Drone attacks in Saudi Arabia took 5% of the global markets oil production off the market over the weekend.
Aramco’s oil processing facility in Buqayq, Saudi Arabia was hit by a drone strike on 14 September causing widespread fires across the site. This led to a spike in the volatility in oil prices, causing worry when markets opened the following Monday. The reliance of global economies on the price of oil means fluctuations like this can have consequences for the industry and the public in general. Although Canada’s production cannot match Saudi Arabia’s considerable resources it can provide something else. Stability.
“It is the biggest shock to the oil markets since (Hurricane) Katrina. And, like Katrina, it will likely haunt us for months, at least weeks,” Tom Kloza, chief oil analyst for the Oil Price Information Service, said in a report with CNN.
Saudi Aramco is a state-owned oil producer based in Saudi Arabia, which is the second largest producer of oil behind the United States. Armaco operated the site which was struck by a drone strike which Houthi rebels have claimed responsibility for.
This could have knock on effects for Canadian oil with the attack single handedly taking 5% of global oil production offline, which is half of Saudi Arabia’s 5.7mn barrels exported per day. The oil industry prepares for eventualities such as this and Saudi Arabia is no different, having already stated it has enough reserves to meet global demand for the time being.

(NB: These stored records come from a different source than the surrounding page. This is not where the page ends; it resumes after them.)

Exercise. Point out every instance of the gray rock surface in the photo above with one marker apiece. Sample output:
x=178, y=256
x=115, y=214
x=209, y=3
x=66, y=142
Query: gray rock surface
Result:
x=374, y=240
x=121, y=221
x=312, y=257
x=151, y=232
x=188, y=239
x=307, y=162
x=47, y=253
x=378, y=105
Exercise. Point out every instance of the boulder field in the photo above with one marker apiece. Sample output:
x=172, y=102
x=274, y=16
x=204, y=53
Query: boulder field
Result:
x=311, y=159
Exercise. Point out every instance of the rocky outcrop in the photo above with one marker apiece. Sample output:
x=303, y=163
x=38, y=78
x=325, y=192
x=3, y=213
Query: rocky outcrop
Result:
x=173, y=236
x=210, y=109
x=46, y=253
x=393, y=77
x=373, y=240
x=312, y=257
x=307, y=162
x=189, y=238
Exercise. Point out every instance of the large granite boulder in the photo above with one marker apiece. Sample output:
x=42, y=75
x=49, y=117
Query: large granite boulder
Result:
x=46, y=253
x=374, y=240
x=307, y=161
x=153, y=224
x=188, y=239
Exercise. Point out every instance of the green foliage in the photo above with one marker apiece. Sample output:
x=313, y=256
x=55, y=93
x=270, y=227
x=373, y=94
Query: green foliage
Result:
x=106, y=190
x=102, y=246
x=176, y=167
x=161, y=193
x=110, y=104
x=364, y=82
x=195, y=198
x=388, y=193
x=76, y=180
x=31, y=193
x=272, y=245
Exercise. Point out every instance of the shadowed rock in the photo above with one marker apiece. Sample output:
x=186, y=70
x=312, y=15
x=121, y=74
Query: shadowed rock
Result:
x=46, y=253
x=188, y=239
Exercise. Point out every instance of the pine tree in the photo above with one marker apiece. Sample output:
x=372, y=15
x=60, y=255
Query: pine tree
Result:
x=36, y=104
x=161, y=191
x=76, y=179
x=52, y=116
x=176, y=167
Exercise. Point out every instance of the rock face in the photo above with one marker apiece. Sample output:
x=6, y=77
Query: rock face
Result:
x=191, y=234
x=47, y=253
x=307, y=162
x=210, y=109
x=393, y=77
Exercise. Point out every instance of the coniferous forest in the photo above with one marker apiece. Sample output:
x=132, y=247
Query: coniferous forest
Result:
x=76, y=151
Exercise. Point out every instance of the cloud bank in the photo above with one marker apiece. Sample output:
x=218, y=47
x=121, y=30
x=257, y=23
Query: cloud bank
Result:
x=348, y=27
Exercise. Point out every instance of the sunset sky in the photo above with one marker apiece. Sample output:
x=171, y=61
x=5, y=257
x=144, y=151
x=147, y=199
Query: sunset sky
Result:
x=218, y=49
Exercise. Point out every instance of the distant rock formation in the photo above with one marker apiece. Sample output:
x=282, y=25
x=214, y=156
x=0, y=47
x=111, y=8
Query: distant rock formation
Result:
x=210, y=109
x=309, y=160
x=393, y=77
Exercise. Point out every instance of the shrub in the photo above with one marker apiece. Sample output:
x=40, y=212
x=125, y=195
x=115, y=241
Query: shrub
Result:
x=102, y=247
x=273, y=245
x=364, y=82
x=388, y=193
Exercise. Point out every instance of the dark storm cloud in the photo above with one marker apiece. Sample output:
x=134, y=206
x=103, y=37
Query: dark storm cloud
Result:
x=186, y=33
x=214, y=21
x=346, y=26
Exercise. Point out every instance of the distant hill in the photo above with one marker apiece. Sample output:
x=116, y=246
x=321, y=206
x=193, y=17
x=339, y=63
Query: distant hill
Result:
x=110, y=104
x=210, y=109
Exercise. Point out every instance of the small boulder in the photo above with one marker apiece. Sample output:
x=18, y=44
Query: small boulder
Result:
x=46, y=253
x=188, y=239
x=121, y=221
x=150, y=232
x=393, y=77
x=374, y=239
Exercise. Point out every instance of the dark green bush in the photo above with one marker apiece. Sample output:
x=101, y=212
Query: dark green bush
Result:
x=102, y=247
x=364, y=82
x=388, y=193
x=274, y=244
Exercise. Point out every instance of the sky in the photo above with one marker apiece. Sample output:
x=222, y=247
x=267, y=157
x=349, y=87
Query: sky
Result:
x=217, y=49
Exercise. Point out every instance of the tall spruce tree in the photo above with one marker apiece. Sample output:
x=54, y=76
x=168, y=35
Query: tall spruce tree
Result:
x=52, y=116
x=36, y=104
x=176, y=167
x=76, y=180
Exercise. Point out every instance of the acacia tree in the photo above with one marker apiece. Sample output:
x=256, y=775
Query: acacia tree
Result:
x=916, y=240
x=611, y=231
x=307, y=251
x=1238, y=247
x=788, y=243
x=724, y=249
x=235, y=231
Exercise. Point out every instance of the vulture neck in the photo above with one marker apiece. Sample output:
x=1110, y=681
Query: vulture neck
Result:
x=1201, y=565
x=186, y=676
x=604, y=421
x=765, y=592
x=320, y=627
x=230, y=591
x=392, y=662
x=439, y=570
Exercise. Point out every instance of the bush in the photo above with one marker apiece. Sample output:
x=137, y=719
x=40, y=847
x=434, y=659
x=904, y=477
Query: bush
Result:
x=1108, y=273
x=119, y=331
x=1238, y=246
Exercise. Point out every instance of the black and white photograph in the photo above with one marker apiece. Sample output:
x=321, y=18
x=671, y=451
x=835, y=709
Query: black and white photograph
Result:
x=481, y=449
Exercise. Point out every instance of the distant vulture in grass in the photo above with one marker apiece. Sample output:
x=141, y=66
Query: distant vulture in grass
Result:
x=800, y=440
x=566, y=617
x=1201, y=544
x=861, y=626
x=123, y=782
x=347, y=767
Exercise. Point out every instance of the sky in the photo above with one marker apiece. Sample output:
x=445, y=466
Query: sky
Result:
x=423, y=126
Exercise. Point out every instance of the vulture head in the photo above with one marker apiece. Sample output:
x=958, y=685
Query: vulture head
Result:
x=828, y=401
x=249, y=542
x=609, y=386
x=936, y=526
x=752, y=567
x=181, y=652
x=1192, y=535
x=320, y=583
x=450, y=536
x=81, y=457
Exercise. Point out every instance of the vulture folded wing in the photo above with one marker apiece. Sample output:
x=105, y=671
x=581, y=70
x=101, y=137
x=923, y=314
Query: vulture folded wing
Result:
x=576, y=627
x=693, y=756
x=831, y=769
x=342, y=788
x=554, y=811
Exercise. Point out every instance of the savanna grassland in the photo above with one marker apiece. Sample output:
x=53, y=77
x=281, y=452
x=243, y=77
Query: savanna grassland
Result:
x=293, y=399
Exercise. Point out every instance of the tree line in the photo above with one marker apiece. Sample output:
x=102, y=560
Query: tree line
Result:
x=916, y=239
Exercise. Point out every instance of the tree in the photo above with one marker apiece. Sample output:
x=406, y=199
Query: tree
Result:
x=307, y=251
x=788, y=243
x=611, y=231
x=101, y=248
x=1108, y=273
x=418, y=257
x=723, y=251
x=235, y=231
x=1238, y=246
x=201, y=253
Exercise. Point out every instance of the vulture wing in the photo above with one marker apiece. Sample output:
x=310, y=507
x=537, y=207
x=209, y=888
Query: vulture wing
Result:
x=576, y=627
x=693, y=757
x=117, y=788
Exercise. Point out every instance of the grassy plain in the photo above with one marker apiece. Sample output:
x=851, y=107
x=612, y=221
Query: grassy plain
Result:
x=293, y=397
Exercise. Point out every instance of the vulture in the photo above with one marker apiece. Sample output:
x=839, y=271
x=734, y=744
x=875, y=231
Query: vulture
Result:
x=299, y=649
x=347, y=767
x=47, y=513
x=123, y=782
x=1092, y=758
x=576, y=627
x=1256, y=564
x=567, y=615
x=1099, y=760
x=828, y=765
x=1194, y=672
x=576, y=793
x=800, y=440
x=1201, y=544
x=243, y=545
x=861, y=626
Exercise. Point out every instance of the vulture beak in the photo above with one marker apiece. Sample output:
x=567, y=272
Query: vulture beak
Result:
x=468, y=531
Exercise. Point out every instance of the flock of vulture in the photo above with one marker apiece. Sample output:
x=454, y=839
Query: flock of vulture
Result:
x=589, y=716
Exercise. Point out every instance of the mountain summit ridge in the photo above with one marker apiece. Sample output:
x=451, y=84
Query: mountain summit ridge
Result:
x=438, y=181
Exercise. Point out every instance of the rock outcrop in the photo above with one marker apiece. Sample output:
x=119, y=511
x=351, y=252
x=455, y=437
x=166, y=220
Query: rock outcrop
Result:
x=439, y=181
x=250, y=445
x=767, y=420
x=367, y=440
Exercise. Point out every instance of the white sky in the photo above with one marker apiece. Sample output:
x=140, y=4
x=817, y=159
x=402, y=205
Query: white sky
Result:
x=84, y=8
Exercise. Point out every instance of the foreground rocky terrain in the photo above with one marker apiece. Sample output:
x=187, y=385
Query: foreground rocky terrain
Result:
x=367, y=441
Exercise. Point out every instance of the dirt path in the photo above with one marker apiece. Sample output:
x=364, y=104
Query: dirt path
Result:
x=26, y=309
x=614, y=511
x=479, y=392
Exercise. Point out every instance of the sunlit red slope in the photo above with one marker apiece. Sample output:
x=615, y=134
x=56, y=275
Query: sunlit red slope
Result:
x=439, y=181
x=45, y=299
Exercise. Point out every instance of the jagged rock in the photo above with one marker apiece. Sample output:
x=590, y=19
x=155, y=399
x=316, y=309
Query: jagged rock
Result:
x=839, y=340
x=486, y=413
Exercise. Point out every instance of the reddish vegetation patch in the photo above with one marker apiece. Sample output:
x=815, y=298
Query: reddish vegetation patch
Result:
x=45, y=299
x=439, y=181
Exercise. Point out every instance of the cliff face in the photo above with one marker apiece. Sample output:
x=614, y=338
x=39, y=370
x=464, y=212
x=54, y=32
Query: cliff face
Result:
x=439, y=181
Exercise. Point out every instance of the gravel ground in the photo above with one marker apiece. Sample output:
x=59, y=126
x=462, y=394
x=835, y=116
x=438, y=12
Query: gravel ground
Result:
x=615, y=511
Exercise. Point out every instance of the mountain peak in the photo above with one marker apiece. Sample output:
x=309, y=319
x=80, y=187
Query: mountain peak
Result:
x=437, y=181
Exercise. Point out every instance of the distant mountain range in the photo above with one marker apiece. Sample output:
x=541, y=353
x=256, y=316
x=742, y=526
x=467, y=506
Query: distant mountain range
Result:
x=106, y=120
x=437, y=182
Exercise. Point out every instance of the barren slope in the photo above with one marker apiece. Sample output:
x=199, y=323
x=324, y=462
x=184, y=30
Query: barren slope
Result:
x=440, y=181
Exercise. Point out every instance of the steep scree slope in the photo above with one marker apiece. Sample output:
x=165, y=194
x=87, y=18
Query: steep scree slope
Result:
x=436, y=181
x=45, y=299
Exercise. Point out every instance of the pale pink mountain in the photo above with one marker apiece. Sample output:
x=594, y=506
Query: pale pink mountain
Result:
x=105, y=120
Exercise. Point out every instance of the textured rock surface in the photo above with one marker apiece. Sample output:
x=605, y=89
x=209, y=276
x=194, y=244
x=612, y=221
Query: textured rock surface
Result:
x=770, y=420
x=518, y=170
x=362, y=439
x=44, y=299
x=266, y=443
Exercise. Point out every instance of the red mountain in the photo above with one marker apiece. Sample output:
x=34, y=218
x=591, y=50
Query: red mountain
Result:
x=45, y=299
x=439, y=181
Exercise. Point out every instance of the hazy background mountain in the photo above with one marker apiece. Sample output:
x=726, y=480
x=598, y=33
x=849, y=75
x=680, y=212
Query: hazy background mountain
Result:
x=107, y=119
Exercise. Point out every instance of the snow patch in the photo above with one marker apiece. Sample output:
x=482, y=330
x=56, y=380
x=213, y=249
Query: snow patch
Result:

Allan Fogwill, president and CEO of the Canadian Energy Research Institute in Calgary said: “It creates a short-term supply deficit.”
The price of oil will likely regain stability, and if needs be President Trump has stated a willingness to use a portion of the 675mn barrels of oil stashed in Texas for the express purpose of stabilising oil prices should this kind of situation arise.
This most recent development has reignited the debate about buying Albertan oil. It’s safer, more secure and ethically produced across Alberta’s production of 2.8mn per day during 2017. The attack is a reminder of the geopolitical risks involved with Middle Eastern oil companies. Fogwill reminded CNN, “when you get a period of calm, people tend to forget that.”
The debate for further development of oil pipelines running across Canada has only gained more fuel as Michael Tran, RBC Capital Markets analyst told the Financial Post: “The unprecedented outage over the weekend would have been a boon for Canadian crude if the TMX pipeline was operational, given the close proximity to Asia,” Tran wrote. “The ability to move Canadian crude to fill a supply gap does not only bring financial benefits for Canada, but also serves the world from an energy security perspective.”